Just to follow up, Amanda, the actions that you're doing, and, you know, full power to you, I mean, you're doing what you have to do, But do you think it's going to get us slightly ahead of the market with your promotions, or do you think you're just going to match the market? You're talking about a rational market. Do you think you need to be slightly ahead to get your perceptions back, or do you think you're just going to match it?
I think what we're seeing in terms of the market overall is, again, we'll wait to see results coming out in the next days and weeks. We think we're growing broadly in line with the market in quarter one, and as you know, in quarter two, Three of last year, that certainly didn't seem to be the outcome. We are very focused on the fact that we've got, again, traffic, customers shopping in our stores, so it's just about having the right value offered.

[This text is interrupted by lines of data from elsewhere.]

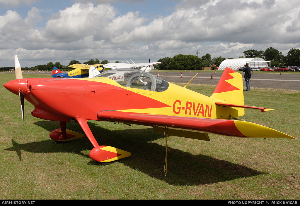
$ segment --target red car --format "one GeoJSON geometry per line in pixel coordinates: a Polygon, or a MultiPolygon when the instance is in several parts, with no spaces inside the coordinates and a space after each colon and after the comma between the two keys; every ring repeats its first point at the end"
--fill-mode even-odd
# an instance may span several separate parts
{"type": "Polygon", "coordinates": [[[279,67],[277,67],[275,69],[275,72],[277,72],[278,71],[282,71],[283,72],[285,71],[288,72],[290,71],[290,69],[289,68],[289,67],[287,66],[280,66],[279,67]]]}
{"type": "Polygon", "coordinates": [[[262,72],[273,72],[274,69],[271,67],[263,67],[260,68],[260,71],[262,72]]]}

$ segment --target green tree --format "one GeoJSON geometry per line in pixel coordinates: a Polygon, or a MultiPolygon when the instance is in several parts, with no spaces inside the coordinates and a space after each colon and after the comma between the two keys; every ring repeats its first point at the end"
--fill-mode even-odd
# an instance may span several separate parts
{"type": "Polygon", "coordinates": [[[54,66],[59,69],[61,69],[64,67],[64,66],[61,64],[59,62],[56,62],[54,64],[54,66]]]}
{"type": "Polygon", "coordinates": [[[260,57],[263,58],[263,51],[261,50],[257,51],[254,49],[248,49],[243,52],[245,58],[260,57]]]}
{"type": "Polygon", "coordinates": [[[216,58],[214,57],[212,59],[211,65],[215,65],[217,67],[218,67],[221,63],[225,59],[226,59],[220,56],[216,58]]]}
{"type": "Polygon", "coordinates": [[[80,62],[78,61],[76,61],[76,60],[72,60],[70,62],[70,63],[68,65],[68,66],[69,66],[70,65],[72,65],[72,64],[81,64],[81,63],[80,62]]]}
{"type": "Polygon", "coordinates": [[[266,49],[263,52],[264,58],[266,61],[270,61],[272,66],[279,66],[284,59],[282,53],[273,47],[266,49]]]}
{"type": "Polygon", "coordinates": [[[50,62],[47,63],[46,66],[46,70],[52,70],[54,67],[54,64],[53,62],[50,62]]]}
{"type": "Polygon", "coordinates": [[[91,65],[92,64],[98,64],[100,63],[100,61],[98,59],[96,59],[94,60],[94,59],[91,59],[89,61],[88,61],[86,62],[85,62],[84,63],[91,65]]]}
{"type": "Polygon", "coordinates": [[[158,65],[158,69],[161,70],[169,70],[169,65],[171,59],[172,58],[170,57],[165,57],[158,60],[158,61],[159,62],[161,62],[161,64],[158,65]]]}
{"type": "Polygon", "coordinates": [[[196,56],[182,54],[174,56],[171,59],[169,68],[170,70],[194,70],[200,68],[200,61],[196,56]]]}

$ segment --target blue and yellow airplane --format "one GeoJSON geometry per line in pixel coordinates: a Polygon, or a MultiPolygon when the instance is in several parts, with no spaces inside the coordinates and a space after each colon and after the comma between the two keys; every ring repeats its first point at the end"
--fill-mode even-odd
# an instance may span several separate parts
{"type": "Polygon", "coordinates": [[[66,77],[71,78],[81,78],[88,76],[88,72],[91,66],[94,66],[100,72],[104,70],[103,65],[104,64],[88,65],[82,64],[74,64],[69,66],[69,67],[74,68],[65,74],[64,74],[57,67],[55,67],[52,70],[52,77],[66,77]]]}

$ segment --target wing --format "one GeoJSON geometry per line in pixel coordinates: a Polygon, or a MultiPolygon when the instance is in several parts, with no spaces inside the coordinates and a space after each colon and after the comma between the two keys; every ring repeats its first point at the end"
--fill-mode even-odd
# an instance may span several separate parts
{"type": "Polygon", "coordinates": [[[296,139],[266,127],[242,121],[111,110],[100,112],[97,116],[100,119],[107,121],[152,126],[159,133],[167,128],[169,135],[207,141],[209,141],[209,134],[239,137],[296,139]]]}
{"type": "Polygon", "coordinates": [[[148,63],[110,63],[106,64],[103,66],[105,68],[108,69],[128,69],[135,68],[151,66],[152,65],[159,64],[161,62],[148,62],[148,63]]]}
{"type": "Polygon", "coordinates": [[[74,64],[70,65],[68,66],[68,67],[71,67],[71,68],[74,68],[75,69],[79,68],[81,69],[89,69],[90,68],[91,66],[94,66],[97,68],[104,65],[104,64],[92,64],[91,65],[83,64],[74,64]]]}

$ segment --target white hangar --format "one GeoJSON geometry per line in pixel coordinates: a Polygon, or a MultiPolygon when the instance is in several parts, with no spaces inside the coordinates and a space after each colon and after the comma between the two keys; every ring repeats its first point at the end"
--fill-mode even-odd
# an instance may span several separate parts
{"type": "Polygon", "coordinates": [[[252,68],[269,67],[269,65],[270,62],[270,61],[265,61],[263,59],[260,57],[227,59],[221,63],[219,66],[219,70],[224,70],[226,67],[237,70],[238,67],[239,69],[241,67],[244,67],[246,63],[249,64],[249,66],[252,68]]]}

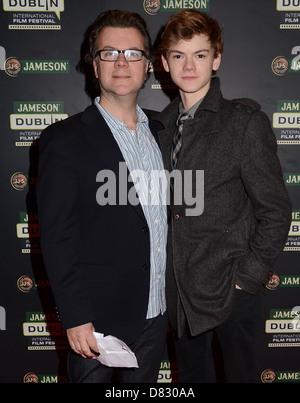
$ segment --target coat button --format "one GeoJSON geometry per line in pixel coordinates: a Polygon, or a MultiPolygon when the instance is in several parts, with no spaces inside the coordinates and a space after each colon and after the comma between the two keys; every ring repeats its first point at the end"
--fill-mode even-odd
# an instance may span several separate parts
{"type": "Polygon", "coordinates": [[[178,221],[179,219],[180,219],[180,214],[175,213],[175,214],[173,215],[173,220],[174,220],[174,221],[178,221]]]}

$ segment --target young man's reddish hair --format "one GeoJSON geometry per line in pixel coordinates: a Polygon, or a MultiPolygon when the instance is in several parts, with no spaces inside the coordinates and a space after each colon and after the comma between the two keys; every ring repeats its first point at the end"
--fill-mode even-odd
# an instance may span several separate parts
{"type": "Polygon", "coordinates": [[[218,21],[197,10],[181,10],[171,16],[161,36],[159,51],[167,57],[168,50],[174,43],[192,39],[199,34],[207,35],[215,57],[222,54],[224,43],[218,21]]]}

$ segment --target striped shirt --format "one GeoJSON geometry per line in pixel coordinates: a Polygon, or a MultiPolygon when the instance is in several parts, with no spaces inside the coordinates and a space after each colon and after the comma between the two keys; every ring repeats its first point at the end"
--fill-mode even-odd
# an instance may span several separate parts
{"type": "Polygon", "coordinates": [[[129,130],[125,123],[108,113],[99,101],[100,97],[97,97],[95,105],[122,152],[149,227],[151,269],[147,319],[150,319],[166,310],[167,209],[162,156],[149,129],[148,118],[139,106],[136,130],[129,130]]]}

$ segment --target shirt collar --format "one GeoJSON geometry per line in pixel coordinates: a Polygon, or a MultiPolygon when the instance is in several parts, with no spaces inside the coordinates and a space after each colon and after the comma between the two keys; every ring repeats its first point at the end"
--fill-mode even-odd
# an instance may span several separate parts
{"type": "Polygon", "coordinates": [[[193,119],[196,110],[199,108],[201,102],[202,102],[203,98],[199,99],[198,102],[196,102],[189,110],[185,110],[183,107],[182,102],[180,102],[179,104],[179,117],[183,114],[183,113],[188,113],[190,115],[190,117],[193,119]]]}
{"type": "MultiPolygon", "coordinates": [[[[126,123],[122,122],[121,120],[117,119],[114,117],[111,113],[107,112],[106,109],[103,108],[103,106],[100,105],[100,96],[96,97],[94,100],[94,104],[98,108],[99,112],[101,113],[102,116],[108,116],[110,119],[118,126],[125,126],[127,127],[126,123]]],[[[148,117],[145,114],[145,112],[139,107],[139,105],[136,106],[136,111],[137,111],[137,117],[138,117],[138,122],[139,123],[147,123],[148,122],[148,117]]]]}

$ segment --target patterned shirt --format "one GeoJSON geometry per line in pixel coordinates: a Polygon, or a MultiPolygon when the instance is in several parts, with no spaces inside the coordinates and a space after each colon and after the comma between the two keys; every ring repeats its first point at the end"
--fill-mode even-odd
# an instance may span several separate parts
{"type": "Polygon", "coordinates": [[[125,123],[108,113],[99,101],[100,97],[97,97],[95,105],[122,152],[149,227],[151,270],[147,319],[150,319],[166,310],[167,182],[162,156],[149,129],[148,118],[138,105],[136,130],[129,130],[125,123]]]}

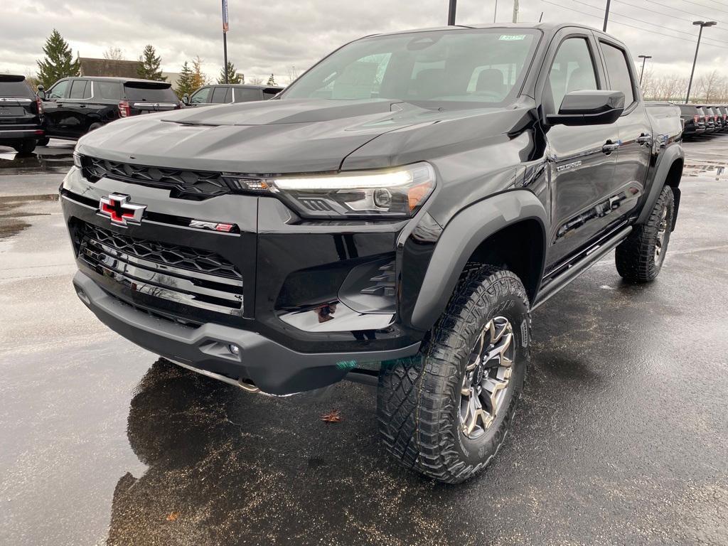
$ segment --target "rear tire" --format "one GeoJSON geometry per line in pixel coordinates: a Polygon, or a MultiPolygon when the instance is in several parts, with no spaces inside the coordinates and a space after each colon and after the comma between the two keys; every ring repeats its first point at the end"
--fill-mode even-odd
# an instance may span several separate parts
{"type": "Polygon", "coordinates": [[[36,149],[36,141],[34,138],[20,141],[17,144],[13,144],[12,147],[18,154],[30,154],[36,149]]]}
{"type": "Polygon", "coordinates": [[[649,282],[660,273],[670,242],[675,215],[675,197],[662,188],[646,223],[636,226],[614,253],[617,272],[628,282],[649,282]]]}
{"type": "Polygon", "coordinates": [[[377,413],[387,450],[405,466],[448,483],[485,468],[521,397],[529,321],[528,297],[515,274],[469,266],[419,353],[382,363],[377,413]]]}

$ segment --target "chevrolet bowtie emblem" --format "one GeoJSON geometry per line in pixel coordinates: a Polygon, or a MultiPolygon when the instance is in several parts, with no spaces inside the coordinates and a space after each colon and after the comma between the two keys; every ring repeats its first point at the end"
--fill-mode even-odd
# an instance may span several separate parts
{"type": "Polygon", "coordinates": [[[128,195],[111,194],[101,197],[98,204],[98,211],[111,220],[111,223],[117,226],[127,225],[127,223],[139,223],[146,210],[146,205],[130,203],[128,195]]]}

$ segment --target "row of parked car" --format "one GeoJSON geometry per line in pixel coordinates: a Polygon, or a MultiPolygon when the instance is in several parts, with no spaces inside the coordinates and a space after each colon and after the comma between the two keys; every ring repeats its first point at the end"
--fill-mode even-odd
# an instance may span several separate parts
{"type": "Polygon", "coordinates": [[[676,104],[683,120],[683,138],[728,131],[728,106],[676,104]]]}
{"type": "Polygon", "coordinates": [[[76,140],[122,117],[211,104],[264,100],[283,88],[205,85],[180,100],[166,82],[112,77],[63,78],[33,91],[23,76],[0,74],[0,146],[29,154],[51,138],[76,140]]]}

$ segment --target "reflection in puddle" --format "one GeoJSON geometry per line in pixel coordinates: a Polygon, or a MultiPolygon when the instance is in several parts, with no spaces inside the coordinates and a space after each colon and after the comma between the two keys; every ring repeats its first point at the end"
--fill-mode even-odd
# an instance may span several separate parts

It's about also leveraging our everyday rewards loyalty program effectively and our digital assets in which we're connecting with customers, again, nearly 20 million connections each and every week. All of those are opportunities for us to deliver what customers are looking for, which is value. I think Steve called it out earlier. We don't think our price settings broadly in terms of indices and the like are out of alignment. It's more about making sure we've got the right price at the right time for the customers.

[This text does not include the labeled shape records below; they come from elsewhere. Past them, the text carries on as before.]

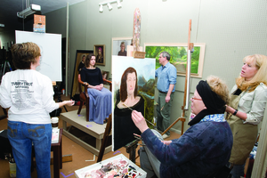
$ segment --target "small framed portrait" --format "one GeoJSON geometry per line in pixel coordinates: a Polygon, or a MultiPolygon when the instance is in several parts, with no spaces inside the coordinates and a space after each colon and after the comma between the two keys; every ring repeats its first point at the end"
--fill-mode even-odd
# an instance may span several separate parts
{"type": "Polygon", "coordinates": [[[93,45],[96,65],[104,66],[106,64],[105,44],[93,45]]]}
{"type": "Polygon", "coordinates": [[[112,37],[112,55],[127,56],[127,46],[131,45],[133,37],[112,37]]]}
{"type": "Polygon", "coordinates": [[[109,71],[104,71],[102,70],[102,77],[109,80],[109,71]]]}

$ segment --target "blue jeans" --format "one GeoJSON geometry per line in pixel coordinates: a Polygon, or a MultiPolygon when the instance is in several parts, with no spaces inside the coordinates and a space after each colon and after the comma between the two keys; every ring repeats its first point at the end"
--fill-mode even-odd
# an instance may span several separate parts
{"type": "Polygon", "coordinates": [[[31,151],[35,148],[38,178],[50,178],[52,126],[8,121],[7,136],[17,165],[17,178],[31,177],[31,151]]]}

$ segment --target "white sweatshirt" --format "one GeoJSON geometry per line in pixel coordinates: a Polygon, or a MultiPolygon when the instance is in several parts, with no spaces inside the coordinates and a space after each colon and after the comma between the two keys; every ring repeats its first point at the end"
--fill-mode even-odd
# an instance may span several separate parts
{"type": "Polygon", "coordinates": [[[34,69],[17,69],[3,77],[0,104],[10,108],[8,120],[28,124],[51,123],[49,113],[59,108],[51,79],[34,69]]]}

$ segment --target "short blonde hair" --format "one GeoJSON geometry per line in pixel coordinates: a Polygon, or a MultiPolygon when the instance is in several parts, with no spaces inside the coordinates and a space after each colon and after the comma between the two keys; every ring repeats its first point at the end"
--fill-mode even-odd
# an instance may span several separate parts
{"type": "Polygon", "coordinates": [[[245,81],[245,78],[239,77],[236,79],[236,84],[241,91],[248,89],[248,92],[254,91],[260,83],[263,83],[267,85],[267,56],[262,54],[254,54],[246,56],[243,59],[244,62],[255,63],[255,67],[258,71],[249,81],[245,81]]]}
{"type": "Polygon", "coordinates": [[[229,104],[229,90],[223,80],[215,76],[209,76],[206,78],[206,83],[214,93],[220,96],[220,98],[223,100],[226,104],[229,104]]]}

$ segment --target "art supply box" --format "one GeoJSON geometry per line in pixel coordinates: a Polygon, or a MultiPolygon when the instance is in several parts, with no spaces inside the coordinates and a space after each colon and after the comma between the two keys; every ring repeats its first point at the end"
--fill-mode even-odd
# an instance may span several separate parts
{"type": "Polygon", "coordinates": [[[106,166],[107,164],[109,164],[109,163],[110,163],[114,160],[119,159],[119,158],[122,158],[123,160],[125,160],[130,166],[134,166],[138,173],[142,174],[141,176],[136,176],[137,178],[146,178],[147,177],[147,173],[146,172],[144,172],[142,168],[137,166],[134,163],[133,163],[130,159],[128,159],[123,154],[119,154],[117,156],[112,157],[112,158],[108,158],[106,160],[103,160],[101,162],[95,163],[95,164],[91,165],[89,166],[85,166],[84,168],[76,170],[75,171],[75,176],[77,178],[84,178],[85,177],[85,173],[90,173],[91,171],[100,169],[100,168],[101,168],[102,166],[106,166]]]}

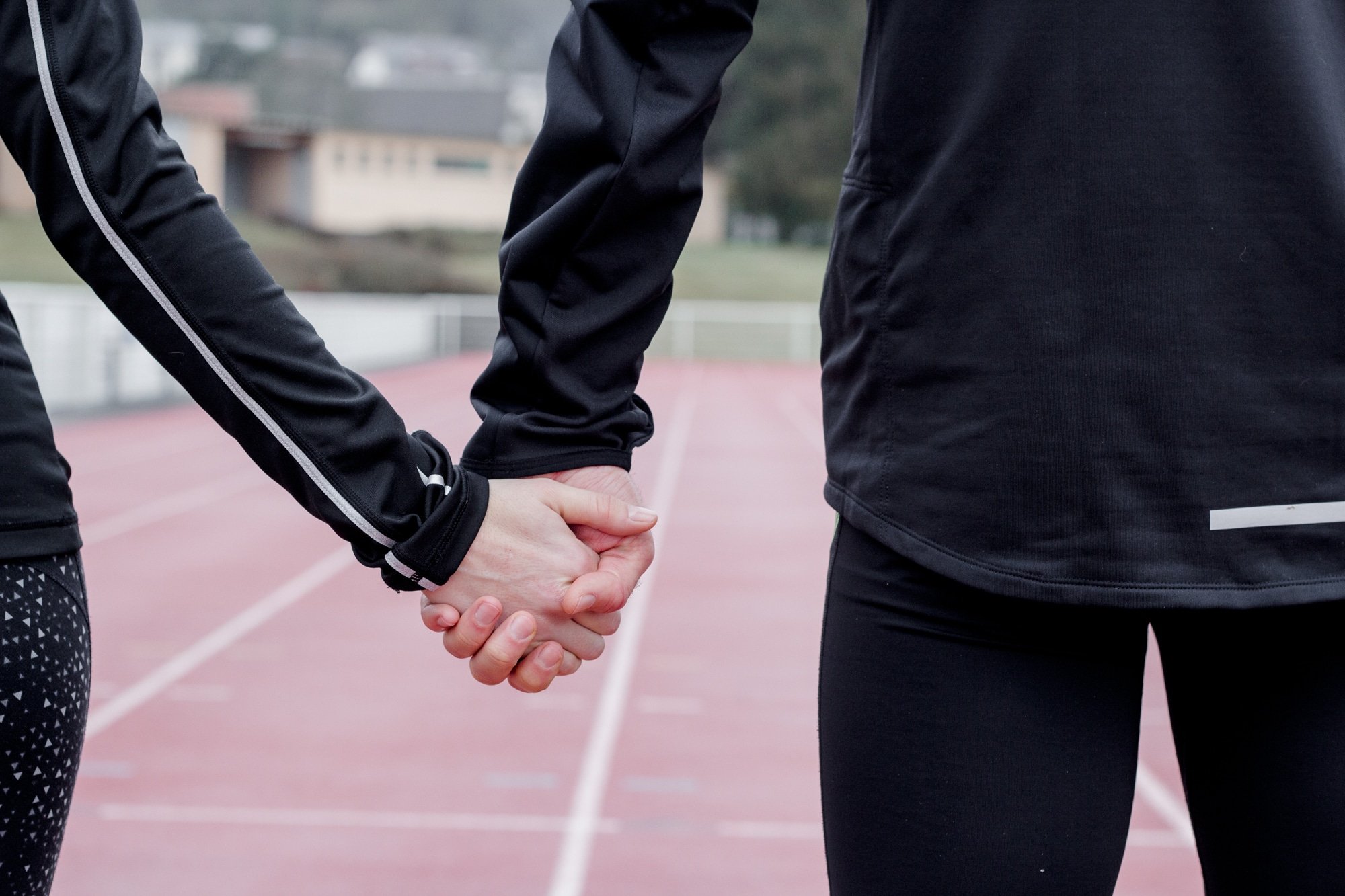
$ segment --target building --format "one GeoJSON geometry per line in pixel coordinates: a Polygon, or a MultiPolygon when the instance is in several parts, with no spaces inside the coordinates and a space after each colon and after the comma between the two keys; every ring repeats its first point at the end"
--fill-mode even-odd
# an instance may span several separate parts
{"type": "MultiPolygon", "coordinates": [[[[280,42],[256,83],[174,86],[200,32],[151,31],[164,129],[226,209],[334,234],[503,230],[546,109],[541,74],[499,71],[469,40],[375,35],[351,59],[280,42]]],[[[0,207],[31,207],[17,174],[0,164],[0,207]]],[[[722,242],[726,221],[725,178],[709,170],[691,241],[722,242]]]]}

The next question comes from Lisa Ding with Goldman Sachs. Please go ahead.
Hi, Amanda. I wanted to follow a little bit on this promotional effectiveness discussion because joining a couple of dots, like we were in line with the market in the first quarter, as you mentioned. Our value for money scores, I think, are still down four points versus prior year, but we've given, you know, call it 50, 60 bits of margin away. So by the sounds of it, you know, we were a little surprised by the reward us for it. So going into, I guess, the rest of the year, how are we going to optimize the promotional effectiveness so that if we were to continue to give margins away that actually consumers reward us for it in market share gains and the voice of the VOC or the NCS?
Thanks. Thanks. Thanks, Lisa, for that. Yes, and you're right in your observations on on value for money, and obviously given recent media coverage, there is work for us to do there in terms of continuing to build on value for money perceptions. When it comes to the question of promotions, we have a number of different tools in terms of managing our promotional effectiveness, and I know we've talked about this before in terms of next-gen promotions, and really we need to be focused on running fewer loser promotions and really optimising that overall mix. And what you're seeing in our results and what we've talked about already is a mix shift. And yes, there is an element of customer shift here, but we actually have the opportunity to be able to optimise that as we go forward into the second half and across this trading period. And that's what we'll do. We also, as you know, are always looking to get the balance right between promotional pricing and our shelf and everyday low prices that are available for customers. And so that's another lever that we obviously look at as well. One of the factors, and I know I called this out earlier on, is customers are trading into deeper promotions. So they're looking for more value. And of course, when that happens, we are investing slightly more as a retailer into those. And so again, that's another opportunity for us to optimize. So there are you know, many levers for us to be considering when we're managing this. Our first focus, as you know, in the quarter has been to make sure that we've got the right level of sales and unit momentum as we come in to quarter two, which is just so critical for us, as you know, and that builds through to then momentum that we look forward to seeing in calendar 25. But again, optimising promotion certainly is an aspect of that, whilst being very clear on where the customer's up to, and just that increasing competition that we're seeing in cross-shopping, which is something that we need to be very mindful of on the go forward.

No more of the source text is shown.